Method 1700 may further include changing the slot of the net post implementation of the circuit design in computing platform 600. For example, the slot of the net may be exchanged or swapped with another slot to alleviate a timing violation of the net.
Method 1700 may further include assigning the net to a slot by excluding one or more slots from consideration. In assigning the net to a slot, for example, slot 0 may be omitted from consideration by the system leaving only slots 2-7 for assigning the net.
FIG. 18 is a flowchart of a method 1800 of low latency gigabit transceiver (GT) PHY-based signal switching for emulation, prototyping, and high performance computing (HPC), according to an embodiment. Method 1800 is described below with reference to FIGS. 1 and 5 . Method 1800 is not, however, limited to the examples of FIGS. 1 and 5 .
At 1802, IC 100-1 receives signal 110-1 from IC 100-3.
At 1804, receiver circuitry 104-1 de-serializes signal 110-1.
At 1806, receiver circuitry 104-1 extracts data 116-1 from de-serialized signal 112.
At 1808, bypass control circuitry 138 routes extracted data 116-1 to functional circuitry 102 (FIG. 1 ) of IC 100-1 or to transmitter circuitry 106-1 of IC 100-1. Bypass control circuitry 138 may route extracted data 116-1 based on an address associated with extracted data 116-1 (e.g., write address 302 in FIG. 3 ). Bypass control circuitry 138 may bypass receive-side media access control circuitry, functional circuitry, and transmit-side media access control circuitry of IC 100-1 when bypass control circuitry 138 routes extracted data 116-1 to transmitter circuitry 106-1.

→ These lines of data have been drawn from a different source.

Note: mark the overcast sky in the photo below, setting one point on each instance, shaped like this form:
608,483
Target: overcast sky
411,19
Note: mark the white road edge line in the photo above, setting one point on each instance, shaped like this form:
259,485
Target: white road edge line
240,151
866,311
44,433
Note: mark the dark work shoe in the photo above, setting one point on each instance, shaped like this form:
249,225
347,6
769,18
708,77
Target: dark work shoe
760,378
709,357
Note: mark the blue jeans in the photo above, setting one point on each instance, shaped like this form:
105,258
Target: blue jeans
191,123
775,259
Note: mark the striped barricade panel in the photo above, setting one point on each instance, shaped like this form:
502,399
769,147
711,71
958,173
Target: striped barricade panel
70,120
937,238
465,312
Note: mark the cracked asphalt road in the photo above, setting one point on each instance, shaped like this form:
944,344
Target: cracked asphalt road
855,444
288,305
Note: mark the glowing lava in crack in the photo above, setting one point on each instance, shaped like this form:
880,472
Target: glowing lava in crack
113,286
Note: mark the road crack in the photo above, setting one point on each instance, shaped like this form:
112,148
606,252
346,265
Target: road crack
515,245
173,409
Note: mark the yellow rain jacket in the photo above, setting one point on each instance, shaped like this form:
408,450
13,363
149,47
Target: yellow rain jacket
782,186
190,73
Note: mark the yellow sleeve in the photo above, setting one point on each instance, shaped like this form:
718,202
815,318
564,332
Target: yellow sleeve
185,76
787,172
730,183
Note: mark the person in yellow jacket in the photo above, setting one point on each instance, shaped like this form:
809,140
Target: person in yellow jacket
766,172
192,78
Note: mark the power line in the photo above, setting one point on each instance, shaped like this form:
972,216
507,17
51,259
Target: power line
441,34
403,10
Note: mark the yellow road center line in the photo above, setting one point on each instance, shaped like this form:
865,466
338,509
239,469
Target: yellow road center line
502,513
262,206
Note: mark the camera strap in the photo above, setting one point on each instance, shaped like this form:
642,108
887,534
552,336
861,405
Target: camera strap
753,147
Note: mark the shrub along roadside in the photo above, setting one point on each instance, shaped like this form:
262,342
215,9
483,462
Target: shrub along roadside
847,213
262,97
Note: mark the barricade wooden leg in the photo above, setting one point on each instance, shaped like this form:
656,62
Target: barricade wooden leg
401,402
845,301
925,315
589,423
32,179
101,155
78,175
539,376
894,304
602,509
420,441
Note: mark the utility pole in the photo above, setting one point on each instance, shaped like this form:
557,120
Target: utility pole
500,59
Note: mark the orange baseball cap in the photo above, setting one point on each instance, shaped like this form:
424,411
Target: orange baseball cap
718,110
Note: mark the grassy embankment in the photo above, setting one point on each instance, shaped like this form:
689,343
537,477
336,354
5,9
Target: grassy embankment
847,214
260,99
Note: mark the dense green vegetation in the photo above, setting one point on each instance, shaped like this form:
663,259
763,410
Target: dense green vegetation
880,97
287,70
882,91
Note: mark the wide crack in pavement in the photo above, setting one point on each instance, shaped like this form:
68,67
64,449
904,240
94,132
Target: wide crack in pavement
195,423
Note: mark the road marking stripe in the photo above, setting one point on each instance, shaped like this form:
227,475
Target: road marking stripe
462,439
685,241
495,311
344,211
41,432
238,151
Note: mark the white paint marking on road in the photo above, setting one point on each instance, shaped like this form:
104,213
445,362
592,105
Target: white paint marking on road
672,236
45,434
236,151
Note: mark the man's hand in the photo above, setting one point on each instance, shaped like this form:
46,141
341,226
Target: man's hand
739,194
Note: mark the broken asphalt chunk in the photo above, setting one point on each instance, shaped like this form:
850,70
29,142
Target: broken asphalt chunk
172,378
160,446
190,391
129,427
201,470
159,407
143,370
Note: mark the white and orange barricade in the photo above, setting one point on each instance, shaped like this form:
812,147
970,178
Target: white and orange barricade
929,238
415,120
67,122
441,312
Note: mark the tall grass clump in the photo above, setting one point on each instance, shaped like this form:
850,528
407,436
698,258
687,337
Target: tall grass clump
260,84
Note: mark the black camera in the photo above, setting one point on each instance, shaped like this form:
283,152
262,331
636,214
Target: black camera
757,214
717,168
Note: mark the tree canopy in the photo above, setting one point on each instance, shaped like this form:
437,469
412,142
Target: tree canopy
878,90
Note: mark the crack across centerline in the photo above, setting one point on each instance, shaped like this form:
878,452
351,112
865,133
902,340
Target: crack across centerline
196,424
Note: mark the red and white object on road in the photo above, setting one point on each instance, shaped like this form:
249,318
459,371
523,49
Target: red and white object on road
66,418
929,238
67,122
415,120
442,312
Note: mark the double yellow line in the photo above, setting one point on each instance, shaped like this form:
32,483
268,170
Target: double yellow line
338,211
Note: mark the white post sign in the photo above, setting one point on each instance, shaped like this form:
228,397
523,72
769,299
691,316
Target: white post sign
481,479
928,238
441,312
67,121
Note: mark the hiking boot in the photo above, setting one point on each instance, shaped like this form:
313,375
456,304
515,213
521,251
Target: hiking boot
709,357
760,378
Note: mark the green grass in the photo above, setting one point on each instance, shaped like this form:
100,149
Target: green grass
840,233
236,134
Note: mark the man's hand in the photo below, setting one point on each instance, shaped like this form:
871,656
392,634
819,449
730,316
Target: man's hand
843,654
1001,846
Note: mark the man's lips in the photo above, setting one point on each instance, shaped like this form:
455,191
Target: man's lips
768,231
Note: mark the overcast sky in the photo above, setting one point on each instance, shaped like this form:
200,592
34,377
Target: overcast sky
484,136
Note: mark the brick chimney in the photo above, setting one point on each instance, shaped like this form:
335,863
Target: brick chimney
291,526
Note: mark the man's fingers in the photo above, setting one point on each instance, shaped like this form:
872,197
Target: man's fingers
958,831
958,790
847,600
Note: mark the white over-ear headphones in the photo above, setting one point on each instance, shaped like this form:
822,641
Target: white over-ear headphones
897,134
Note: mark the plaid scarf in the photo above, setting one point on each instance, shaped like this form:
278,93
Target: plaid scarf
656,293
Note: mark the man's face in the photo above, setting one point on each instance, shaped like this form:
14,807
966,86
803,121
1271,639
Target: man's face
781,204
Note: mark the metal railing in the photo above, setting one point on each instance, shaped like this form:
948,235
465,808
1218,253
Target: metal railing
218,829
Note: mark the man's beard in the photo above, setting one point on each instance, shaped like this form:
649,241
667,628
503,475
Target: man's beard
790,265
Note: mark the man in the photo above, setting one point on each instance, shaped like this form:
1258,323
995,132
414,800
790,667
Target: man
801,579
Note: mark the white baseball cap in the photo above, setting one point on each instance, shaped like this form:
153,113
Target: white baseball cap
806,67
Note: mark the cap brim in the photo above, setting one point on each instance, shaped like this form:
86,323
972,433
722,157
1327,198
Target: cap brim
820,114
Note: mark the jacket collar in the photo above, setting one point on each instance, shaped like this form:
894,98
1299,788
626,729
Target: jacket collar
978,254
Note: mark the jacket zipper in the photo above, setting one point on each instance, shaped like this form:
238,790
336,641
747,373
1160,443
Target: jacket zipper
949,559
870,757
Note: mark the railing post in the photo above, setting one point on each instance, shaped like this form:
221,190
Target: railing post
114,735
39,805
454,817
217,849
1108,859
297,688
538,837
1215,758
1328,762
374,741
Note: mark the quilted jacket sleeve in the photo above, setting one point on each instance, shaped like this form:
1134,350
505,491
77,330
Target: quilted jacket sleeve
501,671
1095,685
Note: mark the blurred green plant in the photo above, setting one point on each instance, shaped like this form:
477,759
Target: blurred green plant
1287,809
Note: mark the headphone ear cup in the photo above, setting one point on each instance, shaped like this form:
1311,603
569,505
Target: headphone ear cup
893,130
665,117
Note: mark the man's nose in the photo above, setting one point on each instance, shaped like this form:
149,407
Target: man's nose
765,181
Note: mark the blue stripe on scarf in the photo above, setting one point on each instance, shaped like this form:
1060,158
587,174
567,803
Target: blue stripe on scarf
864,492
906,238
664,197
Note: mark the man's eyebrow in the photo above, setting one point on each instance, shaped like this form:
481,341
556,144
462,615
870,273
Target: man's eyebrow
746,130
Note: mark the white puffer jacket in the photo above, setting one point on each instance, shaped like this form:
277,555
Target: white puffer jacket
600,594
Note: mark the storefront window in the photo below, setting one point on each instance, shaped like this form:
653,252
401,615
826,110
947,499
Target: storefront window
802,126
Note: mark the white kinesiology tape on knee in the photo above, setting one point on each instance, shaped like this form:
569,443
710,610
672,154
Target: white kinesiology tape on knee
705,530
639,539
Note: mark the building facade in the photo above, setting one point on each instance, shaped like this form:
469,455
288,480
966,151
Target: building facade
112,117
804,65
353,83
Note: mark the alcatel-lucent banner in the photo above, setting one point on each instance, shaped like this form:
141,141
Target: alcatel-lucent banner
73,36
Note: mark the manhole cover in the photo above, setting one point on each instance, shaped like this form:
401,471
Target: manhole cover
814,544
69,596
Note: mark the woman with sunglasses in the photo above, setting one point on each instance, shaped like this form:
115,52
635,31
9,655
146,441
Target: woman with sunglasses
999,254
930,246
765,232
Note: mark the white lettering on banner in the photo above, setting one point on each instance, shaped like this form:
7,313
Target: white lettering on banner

Method 1800 may further include processing extracted data 116-1 with receive-side data processing circuitry 118 when extracted data 116-1 is routed to functional circuitry 102. Receive-side data processing may include converting extracted data 116-1 to a protocol of functional circuitry 102.
Method 1800 may further include framing and serializing extracted data 116-1 when bypass control circuitry 138 routes extracted data 116-1 to transmitter circuitry 106-1.
Method 1800 may further include disabling selectable features of receive-side physical layer circuitry within receiver circuitry 104-1, and disabling selectable features of transmit-side physical layer circuitry within transmitter circuitry 106-1 when extracted data 116-1 is routed to transmitter circuitry 106-1.
Method 1800 may further include multiplexing multiple streams of outgoing data to transmitter circuitry 106-1.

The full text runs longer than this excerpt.